Mati drives the 267 miles each way to bring his wife home on the days she has off. She tries to Skype with her family when she can. If it weren't for how tired and busy she is, homesickness would make this chapter in her life impossible.

Her husband loses sleep missing Jamila and fretting about her situation. He thinks it's a crime that she's not being utilized as a doctor. He has withdrawn thousands of dollars from his 401(k) to pay for the hundreds of residency applications she completed. He also worries about the security of his own job as a civil engineer at Bechtel, where he says layoffs are imminent and jobs have been moved to New Delhi. He would relocate the family anywhere in the country if it meant Jamila could do what she's supposed to be doing. If she can't practice medicine in the United States, he says, the whole family -- Aesha included -- may move to Germany.

And then, of course, he worries about Aesha. He sees how eager she is to learn and hopes they can find a way to provide the education and opportunities she deserves. She thinks about teaching others how to make jewelry. Someday, she says, she'd like to help women.

For now, she's helping family members, just as she relies on them.

When Miena couldn't get around right after her soccer injury, Aesha propped pillows under her foot. She brought her warm food. She fetched ice to help with the swelling. After Miena took showers, Aesha braided her wet hair.

Unable to wash her own hair after her surgeries, Aesha sits in a small chair and leans back over the bathtub so Mati can do it. When a pinched nerve in Mati's back left him bedridden, Aesha would pad upstairs to his bedroom to see what she could bring him. She offered him tea, food and her own pain medications.

The day she told him he was the first father she'd ever really had, they both cried. "Momo," she said, "I will always take care of you."
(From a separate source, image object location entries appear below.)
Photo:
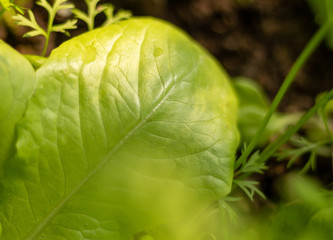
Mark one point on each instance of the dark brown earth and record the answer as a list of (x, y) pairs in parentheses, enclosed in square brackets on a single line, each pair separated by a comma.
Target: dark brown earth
[(260, 39)]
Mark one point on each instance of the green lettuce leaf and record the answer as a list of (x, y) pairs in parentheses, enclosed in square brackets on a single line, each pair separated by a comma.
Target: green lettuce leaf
[(131, 126), (17, 82)]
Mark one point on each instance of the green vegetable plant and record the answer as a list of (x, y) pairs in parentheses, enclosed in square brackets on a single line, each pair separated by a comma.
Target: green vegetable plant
[(52, 10), (130, 132)]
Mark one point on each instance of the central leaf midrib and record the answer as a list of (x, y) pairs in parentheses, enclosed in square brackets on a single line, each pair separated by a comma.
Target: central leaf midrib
[(55, 210)]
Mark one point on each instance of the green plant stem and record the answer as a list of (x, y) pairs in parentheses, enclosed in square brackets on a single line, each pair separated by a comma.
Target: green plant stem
[(48, 32), (2, 12), (304, 56), (275, 145)]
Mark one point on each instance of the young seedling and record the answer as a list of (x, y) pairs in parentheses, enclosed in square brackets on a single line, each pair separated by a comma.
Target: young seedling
[(94, 10), (8, 5), (52, 11)]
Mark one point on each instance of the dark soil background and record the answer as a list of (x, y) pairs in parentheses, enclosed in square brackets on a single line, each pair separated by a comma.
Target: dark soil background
[(260, 39)]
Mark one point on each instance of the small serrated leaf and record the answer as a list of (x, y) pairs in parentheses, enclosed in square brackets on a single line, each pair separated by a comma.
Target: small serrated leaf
[(69, 24)]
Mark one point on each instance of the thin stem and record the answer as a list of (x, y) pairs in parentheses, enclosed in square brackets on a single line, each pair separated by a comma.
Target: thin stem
[(304, 56), (2, 12), (271, 149), (48, 32)]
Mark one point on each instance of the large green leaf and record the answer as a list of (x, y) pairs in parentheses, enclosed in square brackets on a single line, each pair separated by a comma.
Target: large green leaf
[(131, 126), (17, 81)]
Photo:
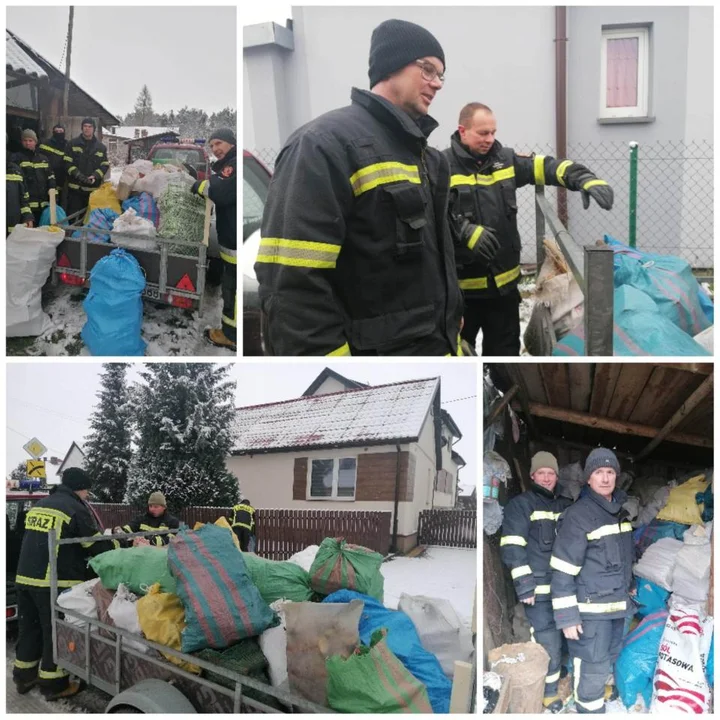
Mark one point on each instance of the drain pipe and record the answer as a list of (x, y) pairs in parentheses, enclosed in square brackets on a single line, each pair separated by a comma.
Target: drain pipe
[(393, 547), (561, 100)]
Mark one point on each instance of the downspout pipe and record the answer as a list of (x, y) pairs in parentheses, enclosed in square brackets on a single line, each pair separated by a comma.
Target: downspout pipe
[(393, 546), (561, 100)]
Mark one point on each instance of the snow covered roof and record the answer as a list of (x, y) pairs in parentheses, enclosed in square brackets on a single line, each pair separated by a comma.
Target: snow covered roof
[(364, 416), (19, 62)]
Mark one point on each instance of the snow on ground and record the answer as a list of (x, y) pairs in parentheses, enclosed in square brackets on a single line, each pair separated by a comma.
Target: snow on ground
[(448, 573), (168, 331)]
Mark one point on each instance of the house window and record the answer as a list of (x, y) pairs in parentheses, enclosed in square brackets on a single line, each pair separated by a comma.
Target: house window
[(332, 479), (624, 73)]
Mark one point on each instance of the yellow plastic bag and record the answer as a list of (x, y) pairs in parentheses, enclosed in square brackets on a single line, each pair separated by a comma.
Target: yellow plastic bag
[(681, 506), (103, 197), (222, 522), (162, 620)]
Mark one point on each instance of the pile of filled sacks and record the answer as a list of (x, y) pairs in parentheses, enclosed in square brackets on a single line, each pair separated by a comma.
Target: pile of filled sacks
[(313, 625)]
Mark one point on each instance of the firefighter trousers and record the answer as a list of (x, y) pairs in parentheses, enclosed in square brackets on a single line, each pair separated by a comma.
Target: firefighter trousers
[(544, 632), (34, 650), (499, 320), (593, 657)]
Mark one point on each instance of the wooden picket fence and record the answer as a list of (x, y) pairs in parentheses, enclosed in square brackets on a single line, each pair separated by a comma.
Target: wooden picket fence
[(452, 528), (281, 533)]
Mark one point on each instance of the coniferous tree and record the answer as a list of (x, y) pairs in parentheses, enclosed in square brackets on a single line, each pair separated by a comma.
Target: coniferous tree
[(108, 449), (184, 417)]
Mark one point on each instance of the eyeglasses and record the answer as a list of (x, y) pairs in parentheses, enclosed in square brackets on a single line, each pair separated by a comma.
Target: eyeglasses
[(430, 72)]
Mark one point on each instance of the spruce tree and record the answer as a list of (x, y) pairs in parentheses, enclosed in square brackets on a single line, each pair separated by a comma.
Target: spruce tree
[(108, 448), (184, 415)]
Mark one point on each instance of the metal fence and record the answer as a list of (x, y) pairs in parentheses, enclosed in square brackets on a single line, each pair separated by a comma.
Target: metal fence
[(674, 197), (281, 533)]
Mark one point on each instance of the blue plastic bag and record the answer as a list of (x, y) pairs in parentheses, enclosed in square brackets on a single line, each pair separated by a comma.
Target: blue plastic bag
[(60, 216), (650, 597), (114, 307), (403, 640), (635, 667)]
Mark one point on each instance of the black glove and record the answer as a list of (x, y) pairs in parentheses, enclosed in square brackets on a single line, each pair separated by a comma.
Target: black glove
[(602, 194), (486, 246)]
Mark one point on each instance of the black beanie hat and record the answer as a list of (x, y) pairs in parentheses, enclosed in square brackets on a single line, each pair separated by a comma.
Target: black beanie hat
[(224, 134), (601, 457), (397, 43), (76, 479)]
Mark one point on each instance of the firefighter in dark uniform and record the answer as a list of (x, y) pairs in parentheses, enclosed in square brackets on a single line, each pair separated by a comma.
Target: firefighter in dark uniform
[(66, 512), (87, 164), (243, 522), (37, 173), (485, 177), (528, 534), (156, 518), (17, 198), (357, 254), (221, 188), (591, 582), (55, 149)]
The satisfying sound of laughter

A note on the kitchen table bears Aesha's writing. Certain words are crossed out, casualties as she toiled with what she wanted to say. What is left is this: "Hola," which she picked up from Spanish speakers in her English as a second language class. "Besket Blue Piless."

Miena and I whisper, trying to figure out what it means. "Is there a blue basket," I wonder, looking around for one with piles in it. "Maybe it's basketball," Miena guesses.

Eventually, we turn to Aesha, who is sifting through the bags of groceries Jamila just bought.

She opens a box of individually wrapped Rice Krispies treats. The biscuits, as she calls them, are wrapped in blue foil. That's what she wanted, please. She'll eat one before breakfast and another after.

Jamila never saw the note, but she knows what Aesha likes. It's the sort of thing family members -- even those separated for stretches of time -- remember about one another. Knowing that Aesha is happy helps Jamila, who can't be home as much as she'd like.

Whenever she hears Aesha laugh, Jamila says, it makes her feel good.

Aesha's nightmares of being chased have stopped. She is not haunted the way she once was. She realizes there are many women in this world who have suffered like her, that she's not alone and that she is, in fact, very lucky. If she were still in Afghanistan, she's sure she'd be dead.